More recently, the American military itself sought to develop microwave arms that could invisibly beam painfully loud booms and even spoken words into people’s heads. The aims were to disable attackers and wage psychological warfare.
 
Now, doctors and scientists say such unconventional weapons may have caused the baffling symptoms and ailments that, starting in late 2016, hit more than three dozen American diplomats and family members in Cuba and China. The Cuban incidents resulted in a diplomatic rupture between Havana and Washington.
 
The medical team that examined 21 affected diplomats from Cuba made no mention of microwaves in its detailed report published in JAMA in March.
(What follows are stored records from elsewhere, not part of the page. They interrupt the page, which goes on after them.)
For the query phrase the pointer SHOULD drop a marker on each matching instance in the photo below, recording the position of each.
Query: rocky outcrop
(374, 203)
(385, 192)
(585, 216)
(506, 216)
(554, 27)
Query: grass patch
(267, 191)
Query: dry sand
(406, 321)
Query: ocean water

But Douglas H Smith, the study’s lead author and director of the Center for Brain Injury and Repair at the University of Pennsylvania, said in a recent interview that microwaves were now considered a main suspect and that the team was increasingly sure the diplomats had suffered brain injury.
 
“Everybody was relatively skeptical at first,” he said, “and everyone now agrees there’s something there.” Dr Smith remarked that the diplomats and doctors jokingly refer to the trauma as the immaculate concussion.
 
Strikes with microwaves, some experts now argue, more plausibly explain reports of painful sounds, ills and traumas than do other possible culprits — sonic attacks, viral infections and contagious anxiety.
 
In particular, a growing number of analysts cite an eerie phenomenon known as the Frey effect, named after Allan H Frey, an American scientist. Long ago, he found that microwaves can trick the brain into perceiving what seem to be ordinary sounds.